Something to consider, the H3 fit is the tallest head tube per size that Trek offers. For an equivalent size the Trek would be ~3cm taller up front than the Roubaix. The difference from a 58cm "S" bike and a 60cm Trek H3 would be very large. An H2 might feel more lively to you. H1 is a very aggressive low position.


----------



## shokhead

Taller HT or more spacers?


----------



## t_togh

David, you need to look at the geometry charts. The H3 60cm madone has a shorter top tube than the 58cm Specialized Roubaix, a shorter reach, and a higher stack.


----------



## KYL

A topic that has always been discussed but no easy answer. Anyway, I'll just tell you what I know about the 6.9ssl and my Cervelo R3. I recently purchased a Project 1 6.9ssl in Leopard Trek Colour. It was custom built and fitted. Mine is the H1 and I had the fork cut down. I have a 5mm spacer under the stem. At the time, I wasn't serious about buying a new bike to replace the R3. I was very happy with the R3 but then when I had the opportunity to test ride a 6.9ssl at the dealer, I thought "great, at least I can tick it off my list of bikes I have ridden". I didn't think there would be much difference between the Trek and my Cervelo but as soon as I took it out on the road and spinned the cranks over, it felt like day and night. My first impression was this machine is feather light and extremely responsive with minimal effort. My ride was only 15 minutes long but when I got back to the shop I told myself I have to have it. Never have I had a bike where I rave so much. That was 3 months ago and I've done a lot of riding with the bike since. Lots of hill climbs and just long km rides. No issues at all and the bike is just so compliant and quiet. Really, it made so well that there are absolutely no rattles even on the roughest road. It is still handmade in Wisconsin and I absolutely love it everytime I'm on a ride. 
If you're going to spend top dollar for a bike that does everything almost perfectly, the 6.9ssl is highly recommended.
Just for your info, I've ridden quite a few top notch bikes including the Specialised S Works Venge but nothing really tickled my fancy except the Trek. I think it's really value for money.


----------



## trekracer20

I believe all 6 series are available with two fits, the H1 and H3, as well.


----------



## marathon marke

trekracer20 said:


> I believe all 6 series are available with two fits, the H1 and H3, as well.

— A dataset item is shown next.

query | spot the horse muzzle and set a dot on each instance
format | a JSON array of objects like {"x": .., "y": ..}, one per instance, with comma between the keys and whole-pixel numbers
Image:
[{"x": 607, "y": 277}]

6 series are available in either H1 or H2, but not H3.


----------



## stabor

marathon marke said:


> 6 series are available in either H1 or H2, but not H3.


6.2 comes in H3 as well; see their website.


Steve


----------



## marathon marke

stabor said:


> 6.2 comes in H3 as well; see their website.
> 
> 
> Steve


Oops! You're right. Well, it's good to see that Trek makes available an H3 that's still made in Wisconsin. I really should have known this, since I work at a shop that sells Trek. :blush2:
Oh well, I'm only a lowly wrench.


----------



## shokhead

Just tested a H2 6.2 DI2 Ultegra. I liked it alot I told the guy I wasn't big on the bontrager wheelset. The salesman said at my weight{205} the Shimano Ultegra WH-6700 would be trouble free and he wouldn't suggest the WH-RS80 -C24-CL. Then one of the guys that was working on bikes came out and suggested the WH-RS80 -C24-CL would be a good choice for me. Now I have no clue which. Nice bike at $4899.


----------